Pablo Iglesias ha plagiado al inmortal escritor ferrolano. No ha escrito una novela como La saga/fuga de J.B, sino un programa de gobierno que, bien pensado, es una novela. Más educado que ese Rajoy que se niega a estrechar la mano de Sánchez, el líder de Podemos lo rechaza de otra forma: hace política ficción. Le echa la zarpa al cuello del socialista, pero con esa delicadeza que el verdugo de Berlanga tenía con quien iba a ser su víctima. "No se burlen del preso que bastante desgracia tiene", pedía Pepe Isbert.

Lo mismo habría que decir de ese candidato socialista al que se reserva el papel de florón. En su reparto, ni siquiera le da Iglesias el Ministerio del Tiempo. El modelo del podemita no es Chávez ni un imán persa, como insinúan los carcas malpensados, sino el conde-duque de Olivares. Pero lo más sugerente de la detallada oferta de Podemos es dónde sitúa a Galicia.

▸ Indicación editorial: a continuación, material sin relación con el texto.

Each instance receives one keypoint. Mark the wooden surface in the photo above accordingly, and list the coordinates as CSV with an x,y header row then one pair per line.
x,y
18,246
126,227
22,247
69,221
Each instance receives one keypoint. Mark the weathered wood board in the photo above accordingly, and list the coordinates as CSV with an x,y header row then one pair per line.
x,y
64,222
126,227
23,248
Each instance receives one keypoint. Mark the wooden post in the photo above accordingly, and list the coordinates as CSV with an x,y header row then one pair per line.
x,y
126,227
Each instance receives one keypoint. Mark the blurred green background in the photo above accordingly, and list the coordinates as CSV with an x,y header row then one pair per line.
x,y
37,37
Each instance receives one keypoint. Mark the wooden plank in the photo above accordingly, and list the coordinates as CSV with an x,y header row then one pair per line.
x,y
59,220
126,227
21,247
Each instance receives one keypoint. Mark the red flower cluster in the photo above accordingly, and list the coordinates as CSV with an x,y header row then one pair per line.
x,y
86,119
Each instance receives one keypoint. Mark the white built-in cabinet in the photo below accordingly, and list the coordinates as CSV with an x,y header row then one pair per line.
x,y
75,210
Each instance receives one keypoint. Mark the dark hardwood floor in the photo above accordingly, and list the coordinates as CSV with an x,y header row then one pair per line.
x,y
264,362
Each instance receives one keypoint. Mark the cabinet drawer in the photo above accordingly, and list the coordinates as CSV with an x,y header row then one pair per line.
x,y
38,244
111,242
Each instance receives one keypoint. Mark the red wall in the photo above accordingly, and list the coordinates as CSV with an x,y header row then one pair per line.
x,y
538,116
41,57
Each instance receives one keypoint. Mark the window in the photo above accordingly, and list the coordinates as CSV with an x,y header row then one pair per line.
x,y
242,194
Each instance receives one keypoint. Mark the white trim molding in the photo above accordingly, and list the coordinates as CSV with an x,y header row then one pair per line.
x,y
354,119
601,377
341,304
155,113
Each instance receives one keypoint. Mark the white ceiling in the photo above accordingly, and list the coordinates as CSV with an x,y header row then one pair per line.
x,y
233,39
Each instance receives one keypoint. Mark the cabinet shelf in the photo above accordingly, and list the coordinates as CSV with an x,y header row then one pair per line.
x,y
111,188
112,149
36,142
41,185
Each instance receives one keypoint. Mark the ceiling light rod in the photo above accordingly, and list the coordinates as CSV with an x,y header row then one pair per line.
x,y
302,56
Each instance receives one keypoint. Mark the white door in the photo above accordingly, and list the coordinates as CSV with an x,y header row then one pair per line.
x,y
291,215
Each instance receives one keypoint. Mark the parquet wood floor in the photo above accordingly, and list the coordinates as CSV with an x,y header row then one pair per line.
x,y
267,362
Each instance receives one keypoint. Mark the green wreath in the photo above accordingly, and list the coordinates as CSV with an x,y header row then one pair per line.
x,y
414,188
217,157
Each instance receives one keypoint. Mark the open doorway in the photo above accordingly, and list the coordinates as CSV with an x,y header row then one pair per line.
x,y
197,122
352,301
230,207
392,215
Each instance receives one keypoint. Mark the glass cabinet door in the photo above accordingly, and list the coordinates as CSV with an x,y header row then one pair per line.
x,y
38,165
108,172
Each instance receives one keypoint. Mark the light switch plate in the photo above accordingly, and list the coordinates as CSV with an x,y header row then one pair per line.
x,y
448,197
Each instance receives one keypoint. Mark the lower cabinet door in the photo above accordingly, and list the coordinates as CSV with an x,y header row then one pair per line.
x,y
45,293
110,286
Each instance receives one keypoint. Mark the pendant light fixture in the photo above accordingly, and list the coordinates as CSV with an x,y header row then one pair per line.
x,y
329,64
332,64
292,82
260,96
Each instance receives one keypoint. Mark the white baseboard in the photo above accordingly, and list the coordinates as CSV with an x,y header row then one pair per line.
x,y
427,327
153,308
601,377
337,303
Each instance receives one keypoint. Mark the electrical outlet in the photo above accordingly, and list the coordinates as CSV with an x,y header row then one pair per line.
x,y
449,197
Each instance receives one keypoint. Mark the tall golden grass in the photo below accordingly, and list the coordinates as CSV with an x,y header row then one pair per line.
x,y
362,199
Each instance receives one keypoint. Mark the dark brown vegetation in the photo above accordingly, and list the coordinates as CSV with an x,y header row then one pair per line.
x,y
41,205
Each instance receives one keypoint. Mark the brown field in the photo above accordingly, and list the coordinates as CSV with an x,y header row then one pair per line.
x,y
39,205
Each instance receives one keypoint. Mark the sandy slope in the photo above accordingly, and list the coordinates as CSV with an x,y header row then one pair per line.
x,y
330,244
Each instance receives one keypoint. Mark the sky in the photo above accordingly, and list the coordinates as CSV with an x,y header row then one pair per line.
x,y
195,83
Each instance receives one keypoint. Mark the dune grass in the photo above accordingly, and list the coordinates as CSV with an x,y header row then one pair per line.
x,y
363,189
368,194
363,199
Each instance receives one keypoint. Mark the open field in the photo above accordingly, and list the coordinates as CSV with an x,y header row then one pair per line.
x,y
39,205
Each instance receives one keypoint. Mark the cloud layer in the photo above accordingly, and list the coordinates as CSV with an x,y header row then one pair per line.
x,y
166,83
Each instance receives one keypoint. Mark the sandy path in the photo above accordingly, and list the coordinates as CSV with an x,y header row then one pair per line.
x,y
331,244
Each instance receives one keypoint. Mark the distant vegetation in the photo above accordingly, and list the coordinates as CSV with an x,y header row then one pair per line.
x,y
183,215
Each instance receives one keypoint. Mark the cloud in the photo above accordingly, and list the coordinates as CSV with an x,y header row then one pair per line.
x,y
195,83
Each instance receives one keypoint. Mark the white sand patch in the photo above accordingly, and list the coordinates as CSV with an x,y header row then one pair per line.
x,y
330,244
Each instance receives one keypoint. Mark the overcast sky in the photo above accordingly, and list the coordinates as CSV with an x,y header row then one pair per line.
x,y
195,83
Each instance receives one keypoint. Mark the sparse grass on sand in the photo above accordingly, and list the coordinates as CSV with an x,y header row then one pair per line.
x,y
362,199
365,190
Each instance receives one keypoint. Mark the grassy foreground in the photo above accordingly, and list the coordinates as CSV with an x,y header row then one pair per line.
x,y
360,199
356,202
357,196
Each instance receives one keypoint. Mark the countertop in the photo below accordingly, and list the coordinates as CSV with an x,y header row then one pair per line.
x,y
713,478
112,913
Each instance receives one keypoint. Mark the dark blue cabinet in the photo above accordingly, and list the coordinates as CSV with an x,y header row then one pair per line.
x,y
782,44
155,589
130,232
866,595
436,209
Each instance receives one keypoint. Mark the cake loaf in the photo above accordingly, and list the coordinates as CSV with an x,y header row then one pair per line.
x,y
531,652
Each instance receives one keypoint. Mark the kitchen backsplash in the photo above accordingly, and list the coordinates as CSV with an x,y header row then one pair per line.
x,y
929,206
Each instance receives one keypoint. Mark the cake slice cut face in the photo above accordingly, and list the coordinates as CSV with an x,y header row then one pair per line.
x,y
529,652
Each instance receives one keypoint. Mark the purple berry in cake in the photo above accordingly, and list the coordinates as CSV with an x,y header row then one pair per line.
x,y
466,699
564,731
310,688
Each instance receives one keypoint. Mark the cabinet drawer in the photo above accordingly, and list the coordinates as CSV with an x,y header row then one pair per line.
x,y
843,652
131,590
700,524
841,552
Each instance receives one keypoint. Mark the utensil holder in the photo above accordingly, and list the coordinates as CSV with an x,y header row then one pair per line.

De momento tenemos un estatus claro. Somos una comunidad autónoma regida por la Constitución y el Estatuto. No estamos en ningún limbo institucional. Sin embargo, el plan que prepararon don Pablo y los suyos no nos deja en ningún sitio. En su futuro Estado habrá naciones y comunidades, sin que se diga cuáles son unas y otras ni por qué procedimiento se va a dilucidar la cuestión. Lo más ecuánime sería el sorteo.

En otro apartado se defiende el "derecho a decidir de Cataluña y de las naciones que planteen con especial intensidad su encaje territorial". Es decir, que Cataluña ya parte con la condición nacional asegurada. Galicia tendría que ganársela y después ser muy intensa para que la dejen decidir. Adviértase que, para adquirir el grado de nación y poder autodeterminarse, Galicia no depende de criterios reglados y objetivos, sino de la arbitrariedad. ¿Cómo se mide la intensidad? ¿Quién lo hace? ¿Hay que renovarla como el carné de conducir?

Aunque el programa que Podemos quiere imponerle al PSOE se acerque más a la ficción que a la política, hubiera sido bonito que lo gallego tuviera presencia y concreción, pero quedamos levitando como Castroforte de Baralla. También es verdad que una autodeterminación como la de Breogán Riobóo no interesa.